Endocrine Abstracts

Most patients with type 1 diabetes, even children and adolescents, have residual insulin secretion at diagnosis. As long as this can be preserved blood glucose fluctuates less, and the risk of acute and late complications decreases. Gradually the autoimmune process will destroy β-cell function unless immune intervention can stop the destructive process.

Several different interventions have been tried. The very first intervention with plasmapheresis may have had some effect, and lead to, as side effect, the discovery of the 64 kDa, later shown to be GAD. Cyclosporin proved the concept, but had, as several other broad immune suppressive agents, too serious adverse events.

Last decades the immune interventions have followed two different lines:

MABs have been used to block relevant receptors. AntiCD3 seems to be the most effective and certainly can preserve residual β-cell function, but high effective doses unfortunately lead to quite common and disturbing adverse event such as anemia, bleedings, cytokine release syndrome, etc. Phase III trials have failed, but one arm in the Teplizumab study with a moderate dose had significant effect and rather mild and acceptable adverse events, which encourages to further studies. AntiCD20 had also some effect, but short and transient.
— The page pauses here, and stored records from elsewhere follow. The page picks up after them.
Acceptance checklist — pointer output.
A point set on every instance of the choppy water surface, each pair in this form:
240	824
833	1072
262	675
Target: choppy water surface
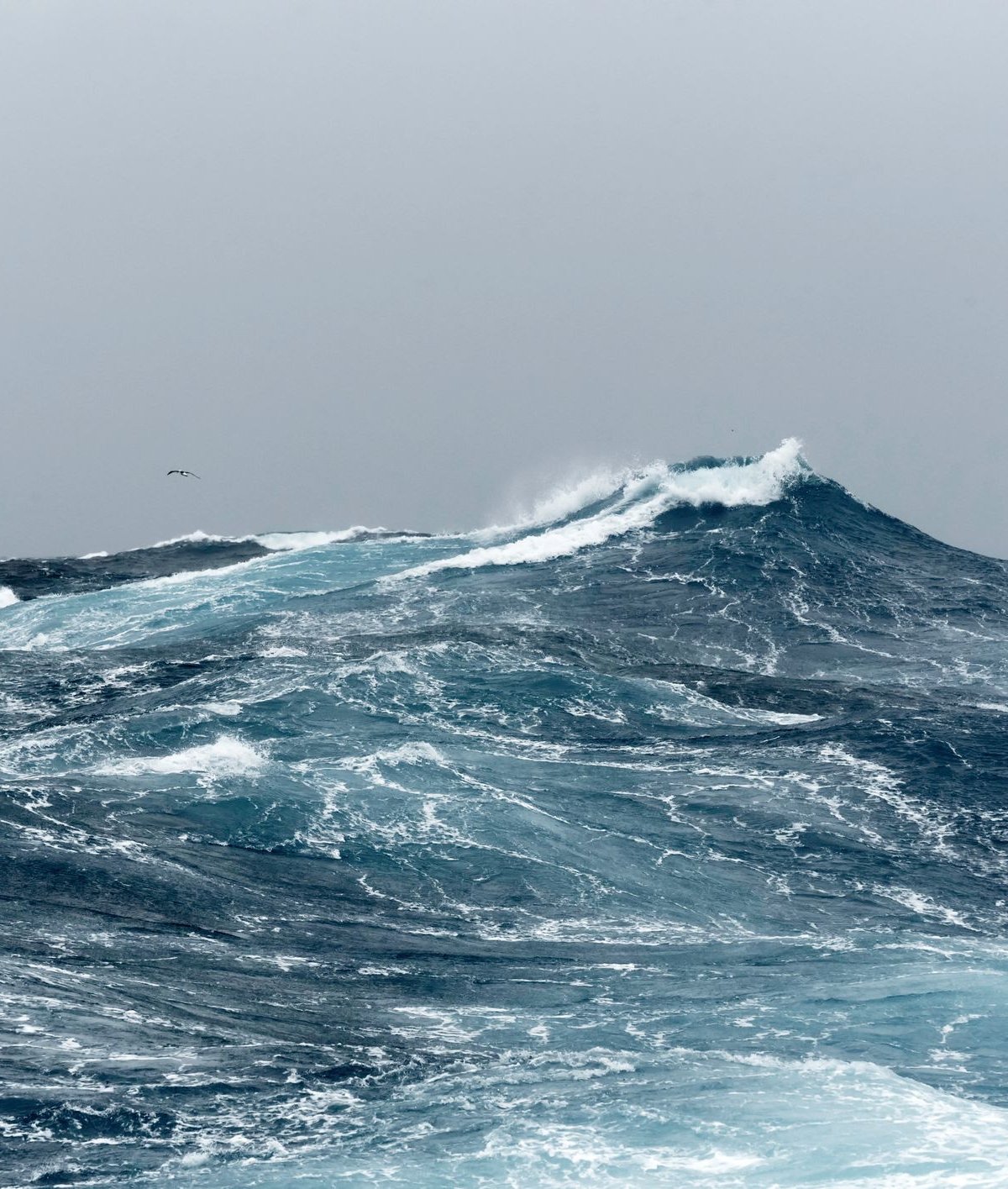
656	839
Auto-antigen treatment to create tolerance is the other main and attractive approach. GAD-vaccination gave significant preservation of C-peptide in phase II studies in children and adolescents, but phase III did not reach primary endpoint. Efficacy in several pre-specified subgroups, however, support the concept and new studies are ongoing, when vitamin D and anti-inflammatory treatment is combined to improve the vaccination effect. Experimental studies suggest the use of insulin or pro-insulin/proinsulin peptides, and clinical studies are on their way.

In addition to the main stream there are several other trials made to use, e.g. TNF-blocking agents, islet neogenesis associated protein (INGAP), DNA-vaccines, IL1 blocking agents, vitamin D, but further studies are needed.

Conclusion: Preservation of residual insulin secretion is crucial. Clinical intervention studies should be encouraged. Most probably combination therapies will be needed.